The final page was Wind, Rain and Mountains. In this case we’ve also got an embedded map to contest with that loads a lot of images that are outside of my control. In this case we saw a total of 5.1MB reduced to 1.5MB. This could be reduced further in the future by lazy loading the mapping iframe as and when it is required.

  • DOM Content Load: 210ms down to 369ms, a decrease of 159ms.
  • Finished Loading: 6.79s down to 2.99s, an improvement of 3.8s.
  • Data transfer: 5.1MB down to 1.5MB, an improvement of 3.6MB.
 alt: Before responsive images result for Wind  alt: After responsive images result for Wind
Before then after introducing responsive images for Wind, Rain and Mountains.

Conclusions

For something which only took a few hours to put together, including setting up a new origin location, the improvements seen here are massive. This is seems to be working well so far, but it will be interesting to see how it works in the long term.

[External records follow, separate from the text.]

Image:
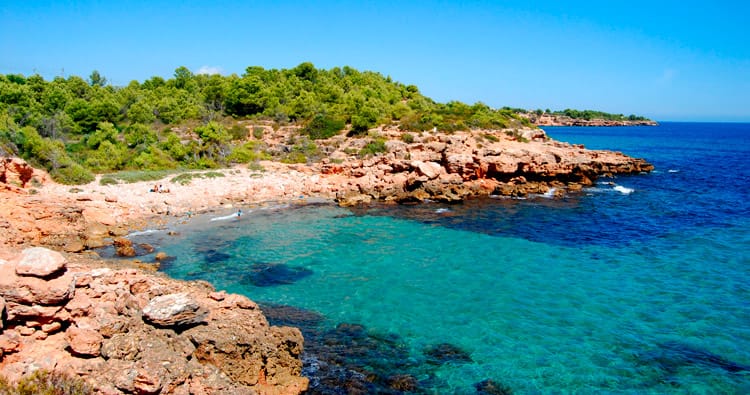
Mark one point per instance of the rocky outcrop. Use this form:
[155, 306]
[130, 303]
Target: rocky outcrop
[453, 167]
[125, 331]
[547, 119]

I firmly believe this was the right solution for me. With more and more content going up on my website regularly, almost all of which is image heavy, pre-generating images would only ever have become more and more of a hindrance. For me performance is becoming more and more of an issue as I slowly work towards a bigger endgame.

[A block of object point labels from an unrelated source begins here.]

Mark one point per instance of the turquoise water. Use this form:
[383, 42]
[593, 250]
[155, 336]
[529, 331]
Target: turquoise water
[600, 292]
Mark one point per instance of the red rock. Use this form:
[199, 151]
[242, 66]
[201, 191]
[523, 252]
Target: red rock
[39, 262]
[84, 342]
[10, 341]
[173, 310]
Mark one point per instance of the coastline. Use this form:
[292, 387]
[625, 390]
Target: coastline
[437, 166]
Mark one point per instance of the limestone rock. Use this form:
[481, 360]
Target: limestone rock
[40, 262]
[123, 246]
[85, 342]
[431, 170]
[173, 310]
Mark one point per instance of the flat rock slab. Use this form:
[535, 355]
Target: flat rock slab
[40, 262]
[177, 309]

If you’re serving responsive images on your website please do let me know what solution you’ve picked. I’d be very interested to hear how you’re getting along and if you’d change it in the future.

  1. Unfortunatly this cannot be set in the control panel as a “default parameter” like all of the other properties. After talking to the Imgix support team, they have confirmed they’re working on removing this limitation from their current stack.